Apache Kafka is an open-source distributed event streaming platform used by thousands of companies for high-performance data pipelines, streaming analytics, data integration, and mission-critical applications. In most cases involving Kafka and ClickHouse, users will wish to insert Kafka based data into ClickHouse. Below we outline several options for both use cases, identifying the pros and cons of each approach.

Choosing an option

When integrating Kafka with ClickHouse, you will need to make early architectural decisions about the high-level approach used. We outline the most common strategies below:

ClickPipes for Kafka (ClickHouse Cloud)

  • ClickPipes offers the easiest and most intuitive way to ingest data into ClickHouse Cloud. With support for Apache Kafka, Confluent Cloud and Amazon MSK today, and many more data sources coming soon.

3rd-Party Cloud-based Kafka Connectivity

  • Confluent Cloud - Confluent platform provides an option to upload and run ClickHouse Connector Sink on Confluent Cloud or use HTTP Sink Connector for Confluent Platform that integrates Apache Kafka with an API via HTTP or HTTPS.

  • Amazon MSK - support Amazon MSK Connect framework to forward data from Apache Kafka clusters to external systems such as ClickHouse. You can install ClickHouse Kafka Connect on Amazon MSK.

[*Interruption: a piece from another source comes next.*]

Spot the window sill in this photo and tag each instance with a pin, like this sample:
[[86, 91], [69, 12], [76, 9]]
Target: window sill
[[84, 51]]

  • Redpanda Cloud - Redpanda is a Kafka API-compatible streaming data platform that can be used as an upstream data source for ClickHouse. The hosted cloud platform, Redpanda Cloud, integrates with ClickHouse over Kafka protocol, enabling real-time data ingestion for streaming analytics workloads

Self-managed Kafka Connectivity

  • Kafka Connect - Kafka Connect is a free, open-source component of Apache Kafka that works as a centralized data hub for simple data integration between Kafka and other data systems. Connectors provide a simple means of scalably and reliably streaming data to and from Kafka. Source Connectors inserts data to Kafka topics from other systems, whilst Sink Connectors delivers data from Kafka topics into other data stores such as ClickHouse.
  • Vector - Vector is a vendor agnostic data pipeline. With the ability to read from Kafka, and send events to ClickHouse, this represents a robust integration option.
  • JDBC Connect Sink - The Kafka Connect JDBC Sink connector allows you to export data from Kafka topics to any relational database with a JDBC driver
  • Custom code - Custom code using respective client libraries for Kafka and ClickHouse may be appropriate cases where custom processing of events is required. This is beyond the scope of this documentation.
  • Kafka table engine provides a Native ClickHouse integration (not available on ClickHouse Cloud). This table engine pulls data from the source system. This requires ClickHouse to have direct access to Kafka.
  • Kafka table engine with named collections - Using named collections provides native ClickHouse integration with Kafka. This approach allows secure connections to multiple Kafka clusters, centralizing configuration management and improving scalability and security.

Choosing an approach

It comes down to a few decision points:

  • Connectivity - The Kafka table engine needs to be able to pull from Kafka if ClickHouse is the destination. This requires bi-directional connectivity. If there is a network separation, e.g. ClickHouse is in the Cloud and Kafka is self-managed, you may be hesitant to remove this for compliance and security reasons. (This approach is not currently supported in ClickHouse Cloud.) The Kafka table engine utilizes resources within ClickHouse itself, utilizing threads for the consumers. Placing this resource pressure on ClickHouse may not be possible due to resource constraints, or your architects may prefer a separation of concerns. In this case, tools such as Kafka Connect, which run as a separate process and can be deployed on different hardware may be preferable. This allows the process responsible for pulling Kafka data to be scaled independently of ClickHouse.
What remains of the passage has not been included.